Issues with running things on GPU in Perlmutter

zhichen3 commented 1 year ago

Trying to run some problems using GPU in perlmutter.

However, the output file says that I'm stuck at initializing rate table, and stops due to time limit. The content in the output file is something like:

Initializing CUDA...
CUDA initialized with 1 GPU per MPI rank; 64 GPU(s) used in total
MPI initialized with 64 MPI processes
MPI initialized with thread support level 3
AMReX (22.09-18-g3e5cc7780280) initialized

Starting run at 05:31:02 UTC on 2022-10-29.
Successfully read inputs file ... 

Castro git describe: 22.09-3-g41697201c
AMReX git describe: 22.09-18-g3e5cc7780
Microphysics git describe: 22.09

reading extern runtime parameters ...

 Initializing rate table
slurmstepd: error: *** STEP 3515755.0 ON nid001025 CANCELLED AT 2022-10-29T07:31:00 DUE TO TIME LIMIT ***
slurmstepd: error: *** JOB 3515755 ON nid001025 CANCELLED AT 2022-10-29T07:31:00 DUE TO TIME LIMIT ***

Then I tried to run cuda-memcheck with the executable. I see a warning/error message saying: ========= Program hit CUDA_ERROR_INVALID_VALUE (error 1) due to "invalid argument" on CUDA API call to cuPointerGetAttribute. But, it is actually doing calculations because I see that it is initializing grids and other stuff.

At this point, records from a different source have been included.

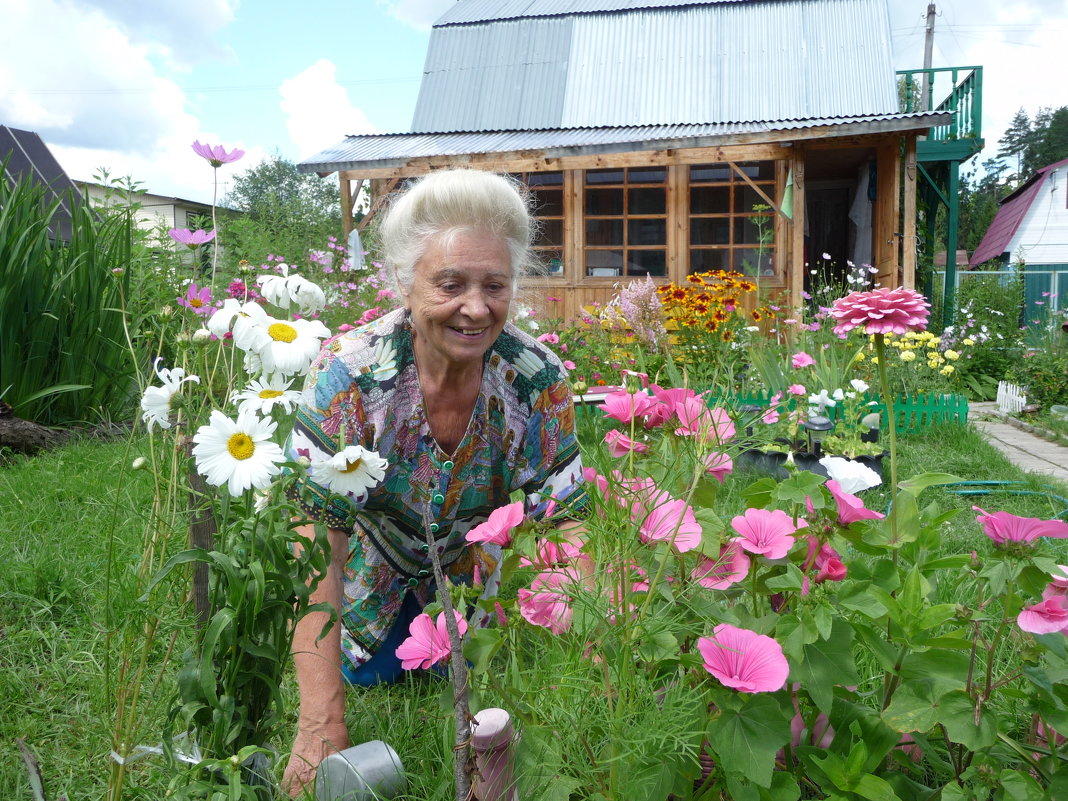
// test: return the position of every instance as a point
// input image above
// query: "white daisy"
(238, 454)
(156, 401)
(289, 347)
(351, 471)
(265, 393)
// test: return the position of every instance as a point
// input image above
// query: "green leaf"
(748, 733)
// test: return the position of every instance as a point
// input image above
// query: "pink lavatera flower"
(217, 155)
(743, 660)
(851, 508)
(1002, 527)
(1045, 617)
(498, 528)
(427, 643)
(765, 532)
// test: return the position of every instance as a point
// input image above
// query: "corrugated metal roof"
(487, 11)
(709, 63)
(395, 150)
(1011, 214)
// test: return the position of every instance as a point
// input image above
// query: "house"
(668, 137)
(1030, 232)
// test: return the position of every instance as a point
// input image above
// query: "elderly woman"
(465, 407)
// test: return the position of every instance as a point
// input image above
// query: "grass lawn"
(64, 512)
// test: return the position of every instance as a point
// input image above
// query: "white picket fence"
(1011, 398)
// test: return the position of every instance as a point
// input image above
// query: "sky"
(127, 85)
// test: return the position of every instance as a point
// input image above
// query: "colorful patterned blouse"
(364, 390)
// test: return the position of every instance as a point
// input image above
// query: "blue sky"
(128, 84)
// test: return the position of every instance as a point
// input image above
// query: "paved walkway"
(1023, 449)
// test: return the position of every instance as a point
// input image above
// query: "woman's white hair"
(444, 203)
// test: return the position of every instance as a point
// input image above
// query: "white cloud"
(317, 109)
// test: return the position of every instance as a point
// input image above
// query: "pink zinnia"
(1002, 528)
(619, 444)
(881, 311)
(719, 574)
(766, 532)
(498, 527)
(191, 238)
(217, 156)
(744, 660)
(1046, 617)
(851, 508)
(428, 642)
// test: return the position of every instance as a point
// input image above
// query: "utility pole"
(928, 48)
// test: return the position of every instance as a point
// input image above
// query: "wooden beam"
(909, 240)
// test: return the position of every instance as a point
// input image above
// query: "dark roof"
(1012, 211)
(27, 154)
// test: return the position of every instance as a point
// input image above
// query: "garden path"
(1023, 449)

Then I tried to test cuda-memcheck on the Sedov problem executable, and have the same error message of CUDA_ERROR_INVALID_VALUE. But, I was able to just run the executable and run things nicely according to the output file.

zhichen3 commented 1 year ago

I also tried setting network.use_tables = 0. But it still doesn't seem to work.